Pointing to Revelation 5, Pitman said the Scripture proves Jesus Christ is in charge. “Millions of years from now as we walk the streets of gold, we will still never get far away from the cross,” he said. “Jesus Christ has come. There’s no reason to be afraid, sad, lost or wonder who’s in charge.”

Traylor, who opened the Monday evening session, challenged Alabama Baptists to understand and truly seek the anointing of God. 

Walking with the person Jesus Christ means “the anointing of our Lord is in us and through us,” he said. “It is the same as to smear or rub … an oil or salve on you.”

Preaching from Luke 4:18–19, Traylor said obtaining that anointing requires “full release of your ministry, your life and your church to the control of the holy God.”

Pointing to Genesis 22 where God tests Abraham on the top of Mount Moriah by asking him to sacrifice his son Isaac, Traylor said, “Abraham was the father of faith. … What is it you need to take from the foot of Mount Moriah to the hilltop and give to the Father? What stands between you and full faith? What are you clinging to?”

Traylor also noted that while God gave Isaac back to Abraham, not everyone will have that kind of outcome. “When you lay it on Moriah, sometimes God raises it up, sometimes He gives it back to you tenfold and sometimes He says to leave it there for the rest of your life.

“Come to Moriah, give it to Him and get ready for the anointing to come.”

God’s anointing also demands a clear conscience, Traylor said.

“If you have unconfessed sin, if you harbor something in your life the Bible calls sin, then forget the anointing of the Lord.”

And God’s anointing demands active faith.

“Not faith plus works but faith/works. … [I]f you’ve got faith, you are working,” he said. “Faith always works.
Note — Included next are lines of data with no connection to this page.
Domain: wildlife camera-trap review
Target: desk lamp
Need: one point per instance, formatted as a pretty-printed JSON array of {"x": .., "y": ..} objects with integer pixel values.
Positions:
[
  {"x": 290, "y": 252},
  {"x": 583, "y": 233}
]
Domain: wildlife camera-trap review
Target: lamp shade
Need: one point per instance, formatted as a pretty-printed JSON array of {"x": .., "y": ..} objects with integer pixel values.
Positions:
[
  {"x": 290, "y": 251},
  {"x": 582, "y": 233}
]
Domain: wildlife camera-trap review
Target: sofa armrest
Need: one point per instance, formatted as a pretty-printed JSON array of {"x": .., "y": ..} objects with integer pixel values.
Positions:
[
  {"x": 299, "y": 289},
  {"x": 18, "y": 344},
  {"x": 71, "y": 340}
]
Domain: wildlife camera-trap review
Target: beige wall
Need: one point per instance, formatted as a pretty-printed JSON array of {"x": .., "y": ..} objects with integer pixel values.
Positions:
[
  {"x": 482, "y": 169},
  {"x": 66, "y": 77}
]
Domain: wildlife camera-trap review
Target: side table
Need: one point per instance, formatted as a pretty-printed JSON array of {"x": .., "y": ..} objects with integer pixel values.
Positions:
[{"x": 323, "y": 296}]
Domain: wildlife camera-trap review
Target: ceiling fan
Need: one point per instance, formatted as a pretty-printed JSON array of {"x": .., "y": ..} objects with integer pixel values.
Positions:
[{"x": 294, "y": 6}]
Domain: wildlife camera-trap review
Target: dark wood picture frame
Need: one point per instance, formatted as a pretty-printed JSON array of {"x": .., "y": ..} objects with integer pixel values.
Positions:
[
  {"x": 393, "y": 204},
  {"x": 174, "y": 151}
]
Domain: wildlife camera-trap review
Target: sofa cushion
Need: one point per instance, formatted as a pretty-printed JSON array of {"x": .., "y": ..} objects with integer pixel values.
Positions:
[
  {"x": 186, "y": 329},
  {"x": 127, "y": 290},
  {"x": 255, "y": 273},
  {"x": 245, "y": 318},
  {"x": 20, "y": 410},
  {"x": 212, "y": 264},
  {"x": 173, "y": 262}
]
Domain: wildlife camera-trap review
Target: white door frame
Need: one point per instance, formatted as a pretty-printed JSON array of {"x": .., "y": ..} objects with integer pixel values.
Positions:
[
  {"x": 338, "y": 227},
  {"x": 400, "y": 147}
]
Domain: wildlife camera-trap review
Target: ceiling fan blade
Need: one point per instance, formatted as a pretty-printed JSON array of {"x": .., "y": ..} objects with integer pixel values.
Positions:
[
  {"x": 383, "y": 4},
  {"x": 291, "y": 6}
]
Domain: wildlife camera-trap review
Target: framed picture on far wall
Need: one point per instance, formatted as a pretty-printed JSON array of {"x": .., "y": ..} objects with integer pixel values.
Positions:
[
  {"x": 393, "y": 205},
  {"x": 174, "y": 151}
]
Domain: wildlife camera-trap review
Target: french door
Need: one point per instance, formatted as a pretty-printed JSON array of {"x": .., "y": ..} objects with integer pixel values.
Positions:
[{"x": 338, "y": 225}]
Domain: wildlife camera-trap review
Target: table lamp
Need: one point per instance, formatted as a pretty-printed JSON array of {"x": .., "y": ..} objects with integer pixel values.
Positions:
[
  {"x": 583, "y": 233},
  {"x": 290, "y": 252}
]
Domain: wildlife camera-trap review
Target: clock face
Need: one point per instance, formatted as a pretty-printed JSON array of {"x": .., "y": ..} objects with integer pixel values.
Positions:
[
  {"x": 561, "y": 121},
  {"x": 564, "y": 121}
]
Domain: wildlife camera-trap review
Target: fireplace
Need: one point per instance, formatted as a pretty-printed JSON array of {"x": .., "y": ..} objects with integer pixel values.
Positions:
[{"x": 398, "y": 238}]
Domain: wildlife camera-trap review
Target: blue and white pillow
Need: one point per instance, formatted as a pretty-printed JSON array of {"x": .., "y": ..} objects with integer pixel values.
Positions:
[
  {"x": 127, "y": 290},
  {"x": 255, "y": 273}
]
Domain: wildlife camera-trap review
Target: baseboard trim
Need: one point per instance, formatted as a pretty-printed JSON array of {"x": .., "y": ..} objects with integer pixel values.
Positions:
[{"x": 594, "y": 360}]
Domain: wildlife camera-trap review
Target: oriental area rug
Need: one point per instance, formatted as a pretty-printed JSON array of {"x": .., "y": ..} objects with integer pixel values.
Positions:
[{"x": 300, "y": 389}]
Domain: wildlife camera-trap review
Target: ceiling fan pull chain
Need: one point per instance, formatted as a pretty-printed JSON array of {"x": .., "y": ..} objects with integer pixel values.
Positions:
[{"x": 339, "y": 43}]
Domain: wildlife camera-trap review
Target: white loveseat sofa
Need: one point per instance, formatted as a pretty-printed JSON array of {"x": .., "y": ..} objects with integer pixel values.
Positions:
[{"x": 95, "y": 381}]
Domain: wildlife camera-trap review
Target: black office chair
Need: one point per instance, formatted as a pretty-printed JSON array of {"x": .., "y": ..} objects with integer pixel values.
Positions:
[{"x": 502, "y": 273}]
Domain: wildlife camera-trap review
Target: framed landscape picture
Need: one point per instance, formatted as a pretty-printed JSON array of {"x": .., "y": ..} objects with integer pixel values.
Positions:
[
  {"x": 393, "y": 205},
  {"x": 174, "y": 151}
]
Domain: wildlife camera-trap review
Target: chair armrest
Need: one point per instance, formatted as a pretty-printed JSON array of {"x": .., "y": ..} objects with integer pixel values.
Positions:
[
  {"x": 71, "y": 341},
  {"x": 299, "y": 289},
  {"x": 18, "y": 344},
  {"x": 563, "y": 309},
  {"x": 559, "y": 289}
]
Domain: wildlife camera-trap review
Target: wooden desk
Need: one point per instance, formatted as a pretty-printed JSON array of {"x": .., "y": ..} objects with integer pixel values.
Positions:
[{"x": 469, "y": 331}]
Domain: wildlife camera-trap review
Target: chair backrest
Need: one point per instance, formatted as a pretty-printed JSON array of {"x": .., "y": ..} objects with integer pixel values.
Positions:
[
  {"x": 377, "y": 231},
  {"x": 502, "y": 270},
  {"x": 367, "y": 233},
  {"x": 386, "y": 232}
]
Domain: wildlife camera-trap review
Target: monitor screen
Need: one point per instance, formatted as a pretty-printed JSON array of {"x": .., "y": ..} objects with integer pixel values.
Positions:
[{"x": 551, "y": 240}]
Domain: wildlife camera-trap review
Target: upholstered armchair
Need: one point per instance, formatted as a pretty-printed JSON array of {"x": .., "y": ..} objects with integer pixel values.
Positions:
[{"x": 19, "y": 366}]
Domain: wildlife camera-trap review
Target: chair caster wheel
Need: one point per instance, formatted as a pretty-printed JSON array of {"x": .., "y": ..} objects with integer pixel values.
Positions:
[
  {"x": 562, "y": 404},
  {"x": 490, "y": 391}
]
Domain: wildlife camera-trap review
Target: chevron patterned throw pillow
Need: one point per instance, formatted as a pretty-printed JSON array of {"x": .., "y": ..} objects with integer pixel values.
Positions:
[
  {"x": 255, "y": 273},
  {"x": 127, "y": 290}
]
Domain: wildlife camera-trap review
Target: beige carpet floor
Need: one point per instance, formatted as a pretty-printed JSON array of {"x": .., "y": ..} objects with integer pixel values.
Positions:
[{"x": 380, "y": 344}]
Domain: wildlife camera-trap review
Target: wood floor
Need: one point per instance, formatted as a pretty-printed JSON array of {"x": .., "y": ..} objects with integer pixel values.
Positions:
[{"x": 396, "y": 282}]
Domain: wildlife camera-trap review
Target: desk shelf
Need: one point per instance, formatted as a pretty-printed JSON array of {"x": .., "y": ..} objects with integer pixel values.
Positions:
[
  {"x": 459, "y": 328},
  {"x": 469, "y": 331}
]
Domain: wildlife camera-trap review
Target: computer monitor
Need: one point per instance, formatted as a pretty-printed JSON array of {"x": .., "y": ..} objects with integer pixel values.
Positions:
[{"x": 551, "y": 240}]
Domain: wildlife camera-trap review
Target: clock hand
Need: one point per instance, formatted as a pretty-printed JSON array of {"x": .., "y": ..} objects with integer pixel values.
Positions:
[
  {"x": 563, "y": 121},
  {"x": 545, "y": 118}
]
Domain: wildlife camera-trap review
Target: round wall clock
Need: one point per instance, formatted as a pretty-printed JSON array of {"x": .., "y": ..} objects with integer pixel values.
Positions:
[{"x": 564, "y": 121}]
If you are going to preach the anointing of the good news, you’ve got to have some good works coupled with that. Faith goes to work.

“In 2009, if Alabama Baptists are going to touch Alabama with the gospel, you need the anointing not only for good news but you are going to have to cover it with good works,” Traylor said. “Jesus earned the right for us to share the gospel, but it paves the way and makes it easier when you are showing good works.”

Traylor explained that a true touch of God through His anointing comes when both the good news of the gospel and the good works of the gospel exist together.

“The gospel takes us from dead living and raises us to where God wants us to be — gospel preachers, gospel tellers,” he noted.

“If you are going to be a gospel preacher, the first thing you need to do is preach the gospel,” Traylor said, adding this means preaching the gospel to the poor, which starts with good works.

“You’ve got to have some kind of social side to your evangelism,” he said. “Jesus is going to ask you, ‘Did you feed the hungry? Did you clothe the naked? Did you visit those in jail? When they got out, did you have somewhere for them to live?’

“A faith without works is dead. You can’t have the good news without good works. We must bring those things together.”